UCLA at one time had a premier basketball program under legendary coach John Wooden, with ten national championships. But UCLA has not challenged for a national championship in over a decade.

It is unclear whether any current California collegiate football or basketball player’s likeness could have significant value.

But even though the new law is not a current game changer, it will be one by being the domino that starts an entire cascade of future changes in college athletics. One key change is that the opportunity to be compensated for one’s likeness will give California an enormous edge in recruiting high school superstars. 

For example, take Zion Williamson, last year’s NCAA basketball player of the year.

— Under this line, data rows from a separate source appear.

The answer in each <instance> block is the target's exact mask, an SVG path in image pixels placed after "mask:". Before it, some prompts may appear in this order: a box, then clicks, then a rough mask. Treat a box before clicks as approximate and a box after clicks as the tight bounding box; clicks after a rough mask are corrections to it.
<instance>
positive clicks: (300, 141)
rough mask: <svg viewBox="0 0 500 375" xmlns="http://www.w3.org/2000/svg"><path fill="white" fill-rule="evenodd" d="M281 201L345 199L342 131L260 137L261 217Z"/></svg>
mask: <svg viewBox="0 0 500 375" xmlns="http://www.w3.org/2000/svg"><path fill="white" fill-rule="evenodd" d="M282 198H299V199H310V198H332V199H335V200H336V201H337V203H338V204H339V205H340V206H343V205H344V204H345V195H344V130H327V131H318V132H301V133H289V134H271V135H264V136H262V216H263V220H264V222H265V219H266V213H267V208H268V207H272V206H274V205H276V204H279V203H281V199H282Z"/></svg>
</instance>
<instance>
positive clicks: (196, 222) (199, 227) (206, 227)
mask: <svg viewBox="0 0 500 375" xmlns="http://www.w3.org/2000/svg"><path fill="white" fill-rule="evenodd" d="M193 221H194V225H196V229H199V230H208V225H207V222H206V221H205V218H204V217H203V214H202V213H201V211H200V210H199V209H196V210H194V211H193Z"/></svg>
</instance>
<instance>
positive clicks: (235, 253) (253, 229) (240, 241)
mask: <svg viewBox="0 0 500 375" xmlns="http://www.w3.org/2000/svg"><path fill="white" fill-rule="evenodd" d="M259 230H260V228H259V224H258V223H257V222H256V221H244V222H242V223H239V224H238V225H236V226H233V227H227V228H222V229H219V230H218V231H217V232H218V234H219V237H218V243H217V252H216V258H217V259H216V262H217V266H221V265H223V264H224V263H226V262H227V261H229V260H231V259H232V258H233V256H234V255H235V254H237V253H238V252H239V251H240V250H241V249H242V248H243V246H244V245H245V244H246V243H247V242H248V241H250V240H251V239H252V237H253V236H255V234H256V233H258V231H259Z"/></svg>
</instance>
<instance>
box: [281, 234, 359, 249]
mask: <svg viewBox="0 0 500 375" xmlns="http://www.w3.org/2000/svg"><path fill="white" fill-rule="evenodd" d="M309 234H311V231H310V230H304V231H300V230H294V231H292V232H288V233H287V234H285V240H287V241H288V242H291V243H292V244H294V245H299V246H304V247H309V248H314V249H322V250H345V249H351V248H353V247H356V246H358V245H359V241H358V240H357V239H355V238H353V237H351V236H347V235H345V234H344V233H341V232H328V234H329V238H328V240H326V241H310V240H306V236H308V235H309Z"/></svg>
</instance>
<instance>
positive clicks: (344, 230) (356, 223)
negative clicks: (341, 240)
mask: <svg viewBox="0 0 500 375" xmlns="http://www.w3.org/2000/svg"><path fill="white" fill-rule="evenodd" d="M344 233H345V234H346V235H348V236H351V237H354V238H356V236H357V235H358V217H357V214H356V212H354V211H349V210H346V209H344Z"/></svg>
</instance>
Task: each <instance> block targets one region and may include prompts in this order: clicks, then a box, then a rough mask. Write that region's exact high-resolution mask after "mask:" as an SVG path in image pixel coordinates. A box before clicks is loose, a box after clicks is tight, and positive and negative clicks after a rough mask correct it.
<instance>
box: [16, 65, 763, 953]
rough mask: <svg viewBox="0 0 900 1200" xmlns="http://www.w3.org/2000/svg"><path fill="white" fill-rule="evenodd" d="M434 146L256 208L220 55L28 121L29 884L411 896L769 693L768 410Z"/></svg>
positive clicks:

He is widely considered to be a once-in-a-generation talent, perhaps on par with current NBA star LeBron James.

Williamson, who attended Duke University last year as a freshman, and who was the NBA’s number-one draft pick last spring, recently signed a $75 million shoe contract with Nike before taking one dribble in the NBA. There is little doubt that Williamson could have earned millions through the licensing of his identity while playing collegiate ball. Put differently, future Zions will have to forgo millions if they do not attend a California college.

This enormous recruiting advantage for California creates the second domino to fall in the coming cascade, as it will put pressure on other states to adopt similar laws so that their colleges will be able to compete with those in California. This is already happening in several states.

The NCAA, which purports to represent both colleges and student athletes, is of course against this change. Behind its current facade, the NCAA is a cartel that is investigator, prosecutor, judge, and jury all rolled into one when it comes to policing programs according to an endless and byzantine set of rules.

Newsom and the California legislature hope that the domino cascade continues by forcing the NCAA to confront this issue and make its own changes. If the NCAA does not, and it abides strictly by its own book, then California universities will not be complying with NCAA rules. 

Further, this means that the current Pac-12 would have to become the Pac-8 and lose their four valuable California schools. The conference presently has a $3 billion broadcast deal with Fox and ESPN that ends in 2024. Without its California schools, the hypothetically reconstituted Pac-8, which would include schools with little visibility such as Washington State, Oregon State, and Colorado, would have relatively little bargaining power when it comes time to negotiate a new contract.

The NCAA is desperately trying to keep the revenue genie in the bottle to keep the cash flowing to its member universities. But this becomes increasingly difficult as college football and basketball create even more revenue each year and as the source of this revenue becomes even more obvious.

What the NCAA needs to realize is that California has effectively let the genie out of the bottle on their own. Will the NCAA try to stuff the genie back in, or will it adapt to a world of sports and business that is remarkably different from the one that the NCAA was created to supervise, and which has changed very little over time?